The HTML template is a separate file from the data logic. Clean separation — designers can restyle it, engineers can add new sections, without touching the data pipeline.


Database Schema

Six tables. All straightforward.

Table What it stores
skill_usage Skill name, user, machine, session ID, timestamp
tool_calls Tool name, status, duration_ms, session ID
command_usage Slash command name, user, timestamp
agent_usage Agent type, duration_ms, session ID, event type
sessions Session start/end, duration, token counts, cost, model
turn_tokens Per-turn tokens, cost, uuid, parent_uuid, model

Plus fourteen SQL views that pre-aggregate everything — skill_usage_summary, tool_call_summary, mcp_usage_summary, mcp_latency_comparison, session_depth, session_depth_summary, skill_cooccurrence, skill_cost_estimate, turn_token_summary, model_usage_summary, daily_active_users, session_summary, execution_traces, agent_usage_summary.

The views do the heavy lifting. The report just queries the views.


Comparison with Existing Observability Approaches

Tool What it tracks What you must do
LangSmith LLM traces, prompts, tokens Wrap every LLM call in SDK decorators
Datadog AI Claude Code OTel metrics Set up OTel collector + Datadog agent
Helicone API calls, cost, latency Route all API traffic through their proxy
This system Skills, tools, MCP, agents, commands, sessions, tokens, cost, traces Commit one JSON file to your repo

Every existing AI observability tool requires you to change your code. Wrap your LLM calls. Route traffic through a proxy. Instrument your application.

This requires nothing except committing .claude/settings.json.
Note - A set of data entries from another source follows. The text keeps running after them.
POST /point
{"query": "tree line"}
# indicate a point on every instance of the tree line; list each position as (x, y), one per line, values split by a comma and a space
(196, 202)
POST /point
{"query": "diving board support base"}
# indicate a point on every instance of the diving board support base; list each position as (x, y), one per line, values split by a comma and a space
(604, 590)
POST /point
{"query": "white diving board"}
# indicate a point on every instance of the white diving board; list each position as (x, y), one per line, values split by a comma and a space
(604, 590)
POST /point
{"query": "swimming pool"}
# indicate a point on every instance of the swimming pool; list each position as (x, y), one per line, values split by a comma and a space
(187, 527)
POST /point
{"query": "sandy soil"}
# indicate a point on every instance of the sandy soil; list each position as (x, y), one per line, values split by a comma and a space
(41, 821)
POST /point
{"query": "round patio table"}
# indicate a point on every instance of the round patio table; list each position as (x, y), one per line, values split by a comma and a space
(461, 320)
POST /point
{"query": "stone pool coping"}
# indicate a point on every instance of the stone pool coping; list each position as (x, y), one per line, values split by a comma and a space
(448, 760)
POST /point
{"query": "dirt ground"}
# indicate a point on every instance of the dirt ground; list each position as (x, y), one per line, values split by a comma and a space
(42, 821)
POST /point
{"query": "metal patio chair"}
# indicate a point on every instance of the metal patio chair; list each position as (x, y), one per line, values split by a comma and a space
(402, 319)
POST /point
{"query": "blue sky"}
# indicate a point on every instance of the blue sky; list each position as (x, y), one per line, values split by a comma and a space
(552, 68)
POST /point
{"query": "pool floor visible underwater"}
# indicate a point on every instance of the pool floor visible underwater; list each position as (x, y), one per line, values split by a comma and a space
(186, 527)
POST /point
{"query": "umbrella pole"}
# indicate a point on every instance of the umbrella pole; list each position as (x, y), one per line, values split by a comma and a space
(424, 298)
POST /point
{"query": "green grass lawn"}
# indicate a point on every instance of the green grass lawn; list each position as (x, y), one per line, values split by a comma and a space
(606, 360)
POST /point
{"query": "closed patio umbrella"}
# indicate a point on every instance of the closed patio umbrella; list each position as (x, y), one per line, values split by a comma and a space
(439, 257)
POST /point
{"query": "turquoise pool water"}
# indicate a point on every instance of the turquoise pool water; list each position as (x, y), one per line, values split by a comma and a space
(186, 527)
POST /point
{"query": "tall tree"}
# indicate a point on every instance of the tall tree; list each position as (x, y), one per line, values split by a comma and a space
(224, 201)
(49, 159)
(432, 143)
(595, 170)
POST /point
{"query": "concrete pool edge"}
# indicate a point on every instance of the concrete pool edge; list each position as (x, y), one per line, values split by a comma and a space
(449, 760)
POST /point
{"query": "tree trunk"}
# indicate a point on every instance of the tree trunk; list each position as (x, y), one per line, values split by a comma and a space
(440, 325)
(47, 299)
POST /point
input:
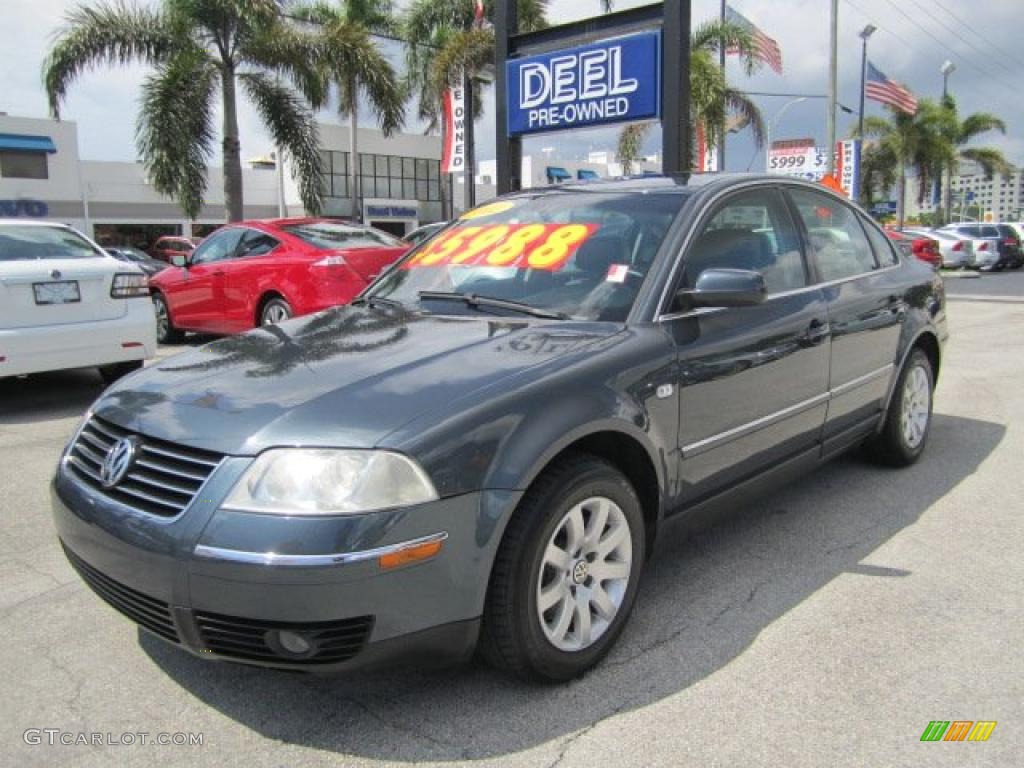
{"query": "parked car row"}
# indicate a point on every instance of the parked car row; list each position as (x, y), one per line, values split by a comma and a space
(972, 246)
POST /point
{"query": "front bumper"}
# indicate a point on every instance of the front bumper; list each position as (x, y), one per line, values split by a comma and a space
(229, 603)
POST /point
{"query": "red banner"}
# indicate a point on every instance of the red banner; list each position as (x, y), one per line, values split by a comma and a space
(454, 156)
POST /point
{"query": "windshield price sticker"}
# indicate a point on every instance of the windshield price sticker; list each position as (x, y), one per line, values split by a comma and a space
(521, 246)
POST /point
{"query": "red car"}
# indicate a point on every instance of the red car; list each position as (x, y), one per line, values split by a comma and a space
(166, 248)
(922, 248)
(261, 272)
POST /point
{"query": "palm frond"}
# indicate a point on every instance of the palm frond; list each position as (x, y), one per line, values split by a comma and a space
(293, 128)
(991, 161)
(749, 113)
(978, 123)
(351, 57)
(294, 53)
(107, 34)
(175, 133)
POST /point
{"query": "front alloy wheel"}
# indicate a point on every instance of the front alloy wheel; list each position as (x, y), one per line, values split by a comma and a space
(566, 572)
(585, 573)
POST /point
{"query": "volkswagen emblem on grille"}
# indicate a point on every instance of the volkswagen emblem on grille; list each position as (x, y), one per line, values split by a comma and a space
(117, 462)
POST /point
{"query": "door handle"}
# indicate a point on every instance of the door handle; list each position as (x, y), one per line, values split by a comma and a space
(816, 332)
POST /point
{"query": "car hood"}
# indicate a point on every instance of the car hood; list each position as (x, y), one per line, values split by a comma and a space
(346, 377)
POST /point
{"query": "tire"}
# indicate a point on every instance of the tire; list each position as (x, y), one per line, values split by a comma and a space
(112, 373)
(516, 636)
(908, 419)
(166, 332)
(274, 310)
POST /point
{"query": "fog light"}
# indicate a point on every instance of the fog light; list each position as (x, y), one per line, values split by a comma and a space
(294, 643)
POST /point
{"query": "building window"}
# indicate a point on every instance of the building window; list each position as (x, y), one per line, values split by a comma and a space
(24, 165)
(407, 178)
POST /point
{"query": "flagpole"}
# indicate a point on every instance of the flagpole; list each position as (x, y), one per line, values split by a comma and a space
(721, 62)
(833, 86)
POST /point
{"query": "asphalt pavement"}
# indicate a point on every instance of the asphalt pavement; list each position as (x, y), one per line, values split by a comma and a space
(825, 626)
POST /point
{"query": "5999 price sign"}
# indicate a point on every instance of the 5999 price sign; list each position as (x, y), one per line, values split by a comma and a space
(802, 162)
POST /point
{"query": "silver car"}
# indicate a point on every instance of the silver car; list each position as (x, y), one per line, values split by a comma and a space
(956, 251)
(986, 243)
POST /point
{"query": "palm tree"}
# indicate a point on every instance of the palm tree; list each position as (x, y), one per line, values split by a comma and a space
(441, 34)
(712, 98)
(911, 142)
(358, 70)
(958, 133)
(199, 48)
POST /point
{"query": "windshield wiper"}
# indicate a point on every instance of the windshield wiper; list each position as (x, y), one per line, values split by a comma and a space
(371, 301)
(474, 300)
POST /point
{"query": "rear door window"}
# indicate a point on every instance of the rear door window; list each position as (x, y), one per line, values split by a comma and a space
(217, 248)
(752, 230)
(835, 236)
(256, 243)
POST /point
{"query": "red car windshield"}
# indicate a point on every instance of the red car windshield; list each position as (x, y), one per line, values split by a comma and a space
(332, 236)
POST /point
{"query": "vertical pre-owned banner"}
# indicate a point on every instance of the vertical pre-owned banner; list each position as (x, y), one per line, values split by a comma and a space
(454, 156)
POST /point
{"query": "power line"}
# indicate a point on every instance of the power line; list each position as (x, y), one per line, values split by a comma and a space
(958, 37)
(929, 53)
(979, 70)
(974, 32)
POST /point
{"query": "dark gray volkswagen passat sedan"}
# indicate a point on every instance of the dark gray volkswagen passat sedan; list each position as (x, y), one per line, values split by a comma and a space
(483, 448)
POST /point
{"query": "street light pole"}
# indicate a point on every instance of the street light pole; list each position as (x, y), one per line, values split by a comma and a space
(864, 34)
(768, 126)
(833, 84)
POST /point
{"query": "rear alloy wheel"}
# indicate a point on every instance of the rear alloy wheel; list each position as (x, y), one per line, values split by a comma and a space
(909, 417)
(166, 332)
(275, 310)
(566, 572)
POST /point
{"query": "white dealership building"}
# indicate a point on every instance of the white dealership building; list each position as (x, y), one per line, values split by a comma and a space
(43, 176)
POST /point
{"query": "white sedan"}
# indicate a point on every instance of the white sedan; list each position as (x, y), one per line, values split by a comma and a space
(65, 303)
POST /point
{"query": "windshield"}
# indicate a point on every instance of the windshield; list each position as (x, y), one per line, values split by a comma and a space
(30, 243)
(333, 236)
(582, 254)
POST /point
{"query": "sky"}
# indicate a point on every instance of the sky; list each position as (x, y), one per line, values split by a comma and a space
(914, 38)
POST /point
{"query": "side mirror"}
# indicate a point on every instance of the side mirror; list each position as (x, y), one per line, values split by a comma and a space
(725, 288)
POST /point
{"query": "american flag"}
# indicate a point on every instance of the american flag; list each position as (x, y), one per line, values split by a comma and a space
(765, 47)
(881, 88)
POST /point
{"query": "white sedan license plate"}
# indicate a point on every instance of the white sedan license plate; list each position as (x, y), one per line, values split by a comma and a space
(64, 292)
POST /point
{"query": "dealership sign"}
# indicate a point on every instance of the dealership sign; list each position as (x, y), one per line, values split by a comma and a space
(24, 208)
(612, 81)
(798, 158)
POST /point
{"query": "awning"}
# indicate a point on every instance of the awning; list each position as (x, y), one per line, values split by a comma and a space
(20, 142)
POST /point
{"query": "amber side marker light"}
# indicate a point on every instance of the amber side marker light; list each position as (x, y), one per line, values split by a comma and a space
(416, 553)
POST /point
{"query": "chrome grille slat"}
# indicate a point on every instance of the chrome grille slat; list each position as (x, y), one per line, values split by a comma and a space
(139, 477)
(98, 442)
(164, 478)
(180, 457)
(170, 471)
(89, 454)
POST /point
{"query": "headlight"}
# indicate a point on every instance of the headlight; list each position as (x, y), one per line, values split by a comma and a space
(322, 481)
(129, 285)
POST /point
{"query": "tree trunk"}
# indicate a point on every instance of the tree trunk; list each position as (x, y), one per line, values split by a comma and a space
(901, 199)
(231, 147)
(353, 154)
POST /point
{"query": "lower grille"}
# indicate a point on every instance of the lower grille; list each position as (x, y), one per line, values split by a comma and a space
(146, 611)
(331, 642)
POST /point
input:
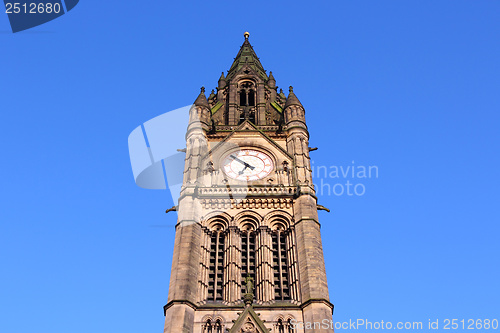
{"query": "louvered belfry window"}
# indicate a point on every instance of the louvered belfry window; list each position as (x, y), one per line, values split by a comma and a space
(247, 257)
(216, 267)
(280, 266)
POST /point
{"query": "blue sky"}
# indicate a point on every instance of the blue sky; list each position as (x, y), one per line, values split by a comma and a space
(409, 86)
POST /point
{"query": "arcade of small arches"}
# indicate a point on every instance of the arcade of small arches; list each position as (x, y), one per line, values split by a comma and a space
(248, 245)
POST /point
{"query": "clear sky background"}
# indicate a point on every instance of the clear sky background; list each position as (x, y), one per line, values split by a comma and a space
(409, 86)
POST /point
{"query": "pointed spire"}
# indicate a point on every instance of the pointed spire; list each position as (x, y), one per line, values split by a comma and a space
(292, 99)
(247, 57)
(271, 82)
(202, 99)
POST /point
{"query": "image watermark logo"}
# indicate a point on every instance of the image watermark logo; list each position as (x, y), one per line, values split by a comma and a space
(26, 14)
(342, 180)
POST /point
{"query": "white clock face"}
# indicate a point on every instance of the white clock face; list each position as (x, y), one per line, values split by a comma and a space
(247, 164)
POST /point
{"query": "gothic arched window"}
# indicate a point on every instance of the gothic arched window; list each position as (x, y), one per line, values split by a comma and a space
(280, 265)
(280, 326)
(218, 326)
(207, 328)
(216, 267)
(247, 257)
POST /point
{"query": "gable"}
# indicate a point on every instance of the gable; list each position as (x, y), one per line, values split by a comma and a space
(249, 322)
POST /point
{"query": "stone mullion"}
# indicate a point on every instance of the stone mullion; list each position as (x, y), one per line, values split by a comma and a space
(264, 259)
(205, 262)
(227, 269)
(292, 260)
(237, 265)
(233, 269)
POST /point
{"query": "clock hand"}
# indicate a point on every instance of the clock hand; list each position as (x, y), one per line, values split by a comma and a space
(241, 172)
(242, 162)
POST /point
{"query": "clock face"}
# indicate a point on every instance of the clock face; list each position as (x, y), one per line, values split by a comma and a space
(247, 164)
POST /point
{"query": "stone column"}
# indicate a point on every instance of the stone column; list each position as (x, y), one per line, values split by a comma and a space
(264, 289)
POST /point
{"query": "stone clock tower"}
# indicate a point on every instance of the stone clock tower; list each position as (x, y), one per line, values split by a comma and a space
(247, 254)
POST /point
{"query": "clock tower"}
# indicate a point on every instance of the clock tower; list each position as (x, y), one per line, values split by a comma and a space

The moment your team pulls that file, their Claude usage starts flowing into a shared database. No onboarding. No setup. No friction. The hooks are invisible — they run in the background, async, without blocking Claude’s responses.


Planned Extensions

We’re actively building:

  • Team and department-level tracking — one environment variable per person, one column in Supabase, full team-level dashboards with cost allocation per team
  • Real-time Slack alerts — Supabase database trigger fires a webhook when daily cost exceeds a threshold, or when a skill fails repeatedly
  • Weekly digest emails — scheduled Edge Function sends a Monday morning summary to each manager: top skills, cost vs previous week, new skills adopted
  • ROI calculator — correlate Claude session cost with story points closed that sprint. The number that gets budget approved
  • .mcpb extension — package the whole system as a one-click Claude Desktop Extension. No repo cloning required

Setup and Deployment

  1. Create a free Supabase project
  2. Run the SQL setup file to create the six tables and fourteen views
  3. Deploy the six Edge Functions with supabase functions deploy --no-verify-jwt
  4. Commit .claude/settings.json to your repo

Every team member who clones the repo starts logging automatically on their next Claude Code session. No additional steps.


If you’re running Claude Code on a Team subscription and you don’t have visibility into how your team is using it — this is the fastest path to getting that visibility.